Время от времени он обмахивает снег с километрового столба и светит фонариком на цифру. Продвигается он очень медленно. Больше трех километров в час не получается. Хорошо еще, что коньяк догадался захватить, но на утренний поезд в Кванце он все равно не поспеет. Первым делом надо будет снять номер в гостинице и спать, спать, спать!

Когда он отбрасывает прочь опорожненную бутылку, до Кванца остается четыре километра. Значит, раньше восьми туда не попасть. Последний отрезок пути он уже не идет, а падает всем телом вперед, едва успевая подставлять под себя ноги — несмотря на то, что шоссе под конец оказалось почти не заснеженным: за лесом боковой ветер сдул снежный покров.

Потом, уже в Кванце, он сидит на кровати в гостинице «Германский орел». В номере ледяной холод, только что растопленная печь дымит.

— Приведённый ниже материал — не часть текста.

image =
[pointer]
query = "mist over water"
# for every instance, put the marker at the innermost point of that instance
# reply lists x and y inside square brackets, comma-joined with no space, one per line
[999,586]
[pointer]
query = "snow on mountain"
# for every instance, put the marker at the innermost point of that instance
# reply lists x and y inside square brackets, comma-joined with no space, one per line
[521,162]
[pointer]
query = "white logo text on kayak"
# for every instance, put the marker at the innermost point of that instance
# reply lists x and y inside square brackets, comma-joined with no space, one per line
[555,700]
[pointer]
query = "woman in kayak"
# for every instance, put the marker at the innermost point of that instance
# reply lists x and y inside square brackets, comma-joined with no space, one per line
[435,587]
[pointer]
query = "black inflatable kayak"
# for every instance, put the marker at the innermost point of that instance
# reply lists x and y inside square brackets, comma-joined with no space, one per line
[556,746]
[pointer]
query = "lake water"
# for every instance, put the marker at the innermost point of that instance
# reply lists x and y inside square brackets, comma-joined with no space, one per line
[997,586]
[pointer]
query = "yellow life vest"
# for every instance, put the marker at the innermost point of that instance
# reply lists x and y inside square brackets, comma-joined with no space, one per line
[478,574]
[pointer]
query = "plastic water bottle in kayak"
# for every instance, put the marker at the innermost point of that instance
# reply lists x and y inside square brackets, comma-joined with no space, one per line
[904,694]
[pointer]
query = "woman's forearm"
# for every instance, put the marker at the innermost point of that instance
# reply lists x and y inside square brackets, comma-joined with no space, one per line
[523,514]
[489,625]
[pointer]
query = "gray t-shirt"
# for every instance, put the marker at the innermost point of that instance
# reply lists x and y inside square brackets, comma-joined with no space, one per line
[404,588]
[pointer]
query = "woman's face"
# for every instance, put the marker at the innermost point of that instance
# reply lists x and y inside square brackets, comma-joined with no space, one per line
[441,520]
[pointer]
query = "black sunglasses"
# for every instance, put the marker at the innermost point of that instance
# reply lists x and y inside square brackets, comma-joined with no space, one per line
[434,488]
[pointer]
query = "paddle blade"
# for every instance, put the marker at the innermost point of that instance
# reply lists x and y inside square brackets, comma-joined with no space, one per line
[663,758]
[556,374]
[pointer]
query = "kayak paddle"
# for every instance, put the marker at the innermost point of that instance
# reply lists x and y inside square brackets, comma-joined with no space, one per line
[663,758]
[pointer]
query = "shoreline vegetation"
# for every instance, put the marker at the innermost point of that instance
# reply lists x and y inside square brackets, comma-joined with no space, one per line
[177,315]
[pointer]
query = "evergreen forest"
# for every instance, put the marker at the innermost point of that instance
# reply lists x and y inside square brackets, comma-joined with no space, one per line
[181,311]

Он то и дело засыпает и валится на бок, но чувствует, что надо бы раздеться, нельзя спать в насквозь промокшей одежде. Руки-ноги закоченели, он весь промерз до мозга костей.

Он стаскивает с ноги носок…

И тупо глядит, ничего не понимая и не двигаясь. Потом пытается пальцами нащупать то, чего глаза не видят. Они находят бумажную труху и жидкую кашицу почти без цвета и запаха — все, что осталось от бумажных ассигнаций, в течение восьми часов тершихся между влажной ногой и носком.

Три тысячи — его последние деньги, все, что осталось от похищенной суммы! Он бросается на кровать и лежит пластом, без всяких мыслей. Немного позже он велит принести в номер коньяк, а также горячий крюшон с гвоздикой и сахаром.

Три дня кряду он не встает с кровати и все время пьет без продыху, потом бумажник пустеет. Он поднимается и идет отдаваться в руки полиции, точнее, старшему жандарму Кванца, городишки с тремя тысячами жителей. Все кончено.

Это случилось пять с лишним лет тому назад. И снилось ему много-много ночей подряд, все первые месяцы после ареста: и бегство ночью через лес, и та минута, когда он достал из носка труху, оставшуюся от тысяч.

Это был жестокий удар, самое страшное из всего, что с ним случилось за жизнь. Этот удар навсегда сломил в нем чувство собственного достоинства, навсегда лишил его ощущения, что он тоже не лыком шит. Нет, он даже в жулики не годится. Никогда и никому не расскажет он об этом ударе, он всем говорил, что растранжирил все денежки, в том числе и эти последние три тысячи.

Впоследствии сон этот стал сниться ему все реже, но время от времени все же возвращался. Вот и сегодня ночью тоже. Этой ночью. Захотел жизнь начать сначала, старая цепь и зазвучала.

Но вот что странно: сон изменился самую малость, всего лишь одна ничтожная деталь была другой.

Он точно помнит: и сегодня ночью он поставил ногу на выступ дорожного столба, расшнуровал ботинок, снял его. Только… в носок он засунул не три тысячных билета, а один сотенный…

Тот самый!

2

Вилли Куфальт сидит, глубоко задумавшись. Рука его неуверенно тянется к носку. «Надо бы вернуть сотнягу мастеру. А я вот не могу, и все. Лучше порву».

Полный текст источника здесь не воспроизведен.